Key: "counter:pageviews" Value: 15420 Characteristics of Key-Value Stores
Strengths:
- • High Performance: O(1) average lookup time
- • Horizontal Scalability: Easy to partition data across nodes
- • Flexibility: Schema-less design allows storing any data
- • Low Latency: Optimized for fast reads and writes
- • Simplicity: Easy to understand and implement
Limitations:
- • No Complex Queries: Can't search by value or join data
- • No Relationships: No foreign keys or references
- • Limited Indexing: Only the key is indexed
- • Range Queries: Difficult without sorted keys
- • No Transactions: Limited ACID support in basic implementations
Use Cases and Trade-offs
Ideal Use Cases:
Session Storage
Web application sessions with session ID as key
Why: Fast lookup, short-lived data, millions of concurrent sessions
Caching Layer
Cache frequently accessed data
Why: Sub-millisecond access, reduces database load
Real-time Analytics
Counters, metrics, leaderboards
Why: Atomic increment operations, extremely fast
When NOT to use Key-Value Stores:
- • Complex reporting and analytics
- • Data with many relationships
- • Full-text search requirements
- • Complex transactions spanning multiple keys
- • Data with intricate query patterns
Comparison with Other Database Types
| Feature | Key-Value | Relational | Document | Graph |
|---|---|---|---|---|
| Query Complexity | Simple (by key) | Complex (SQL) | Moderate (JSON) | Graph queries |
| Performance | Fastest | Slower | Fast | Medium |
| Schema Flexibility | None | Rigid | Flexible | Flexible |
| Scalability | Excellent | Difficult | Good | Medium |
Real-world Examples
Redis
- • In-memory key-value store with optional persistence
- • Supports advanced data types (lists, sets, sorted sets, streams)
- • Widely used for caching, sessions, real-time analytics
- • Performance: 100,000+ ops/sec per instance
etcd
- • Distributed key-value store based on Raft consensus
- • Strong consistency guarantees
- • Used for configuration management, service discovery
- • Built-in watch mechanism for key changes
Memcached
- • Simple in-memory cache
- • Very high performance for basic key-value operations
- • No persistence, data lost on restart
- • Used for caching in large-scale systems
LevelDB
- • Embedded key-value store (part of a larger application)

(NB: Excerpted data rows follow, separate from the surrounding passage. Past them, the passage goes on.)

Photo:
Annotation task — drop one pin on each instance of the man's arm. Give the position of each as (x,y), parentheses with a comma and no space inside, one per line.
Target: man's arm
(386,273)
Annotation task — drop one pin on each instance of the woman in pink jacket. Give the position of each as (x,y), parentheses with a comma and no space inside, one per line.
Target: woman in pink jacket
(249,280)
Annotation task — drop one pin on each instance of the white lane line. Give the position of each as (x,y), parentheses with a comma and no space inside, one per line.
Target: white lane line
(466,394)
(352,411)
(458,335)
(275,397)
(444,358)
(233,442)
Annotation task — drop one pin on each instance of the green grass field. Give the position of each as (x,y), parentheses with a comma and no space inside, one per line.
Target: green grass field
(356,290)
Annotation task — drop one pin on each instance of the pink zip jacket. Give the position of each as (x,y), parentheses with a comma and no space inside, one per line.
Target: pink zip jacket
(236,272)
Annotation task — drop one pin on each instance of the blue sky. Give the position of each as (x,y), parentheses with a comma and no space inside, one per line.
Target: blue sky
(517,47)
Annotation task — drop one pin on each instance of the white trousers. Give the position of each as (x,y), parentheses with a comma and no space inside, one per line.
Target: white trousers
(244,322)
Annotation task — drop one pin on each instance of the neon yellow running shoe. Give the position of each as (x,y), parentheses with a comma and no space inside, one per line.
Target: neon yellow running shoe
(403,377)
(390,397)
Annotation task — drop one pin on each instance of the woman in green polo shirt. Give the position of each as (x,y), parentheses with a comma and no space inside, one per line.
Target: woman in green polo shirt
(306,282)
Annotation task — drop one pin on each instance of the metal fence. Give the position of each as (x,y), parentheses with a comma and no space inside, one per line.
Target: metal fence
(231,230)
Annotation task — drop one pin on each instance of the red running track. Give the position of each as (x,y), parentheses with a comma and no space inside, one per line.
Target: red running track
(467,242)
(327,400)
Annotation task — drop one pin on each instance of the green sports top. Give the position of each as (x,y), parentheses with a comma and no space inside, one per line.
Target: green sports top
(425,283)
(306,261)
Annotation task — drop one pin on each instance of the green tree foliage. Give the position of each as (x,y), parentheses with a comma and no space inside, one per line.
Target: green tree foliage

- • Sorted keys, efficient range queries
- • Durability through write-ahead logging
- • Written in C++, bindings available for many languages
Lesson 1.2: Core Requirements Analysis
Defining Functional Requirements
Functional requirements describe what the system does. For our key-value database:
Basic CRUD Operations
Create/Put Operation:
- INPUT: key (string), value (any data)
- OUTPUT: success/error
- SIDE EFFECT: stores or updates value at key
Read/Get Operation:
- INPUT: key (string)
- OUTPUT: value (if exists), error (if not found)
- SIDE EFFECT: none (read-only)
Delete Operation:
- INPUT: key (string)
- OUTPUT: success/error
- SIDE EFFECT: removes key-value pair
Extended Operations
Scan/Range Query:
Iterate over keys in sorted order, return all key-value pairs in a range
Batch Operations:
Apply multiple operations atomically - all succeed or all fail
Exists/Contains:
Check if a key exists without retrieving value
Defining Non-Functional Requirements
Non-functional requirements describe how well the system performs. These are critical for production systems.
Performance Requirements
Throughput:
- • Single-threaded: 100,000+ ops/sec for in-memory operations
- • Multi-threaded: 1,000,000+ ops/sec with 16 cores
- • Network operations: 50,000+ ops/sec over TCP
Latency (p99 - 99th percentile):
- • In-memory reads: < 1 millisecond
- • In-memory writes: < 5 milliseconds
- • Disk reads (cached): < 10 milliseconds
- • Disk writes (persisted): < 100 milliseconds
Durability Requirements
Write-Ahead Logging (WAL):
- • Every write must be logged to disk before returning success
- • Survives system crashes
- • No data loss on power failure
Durability Levels:
- • No durability: Fastest, data lost on crash (for caching only)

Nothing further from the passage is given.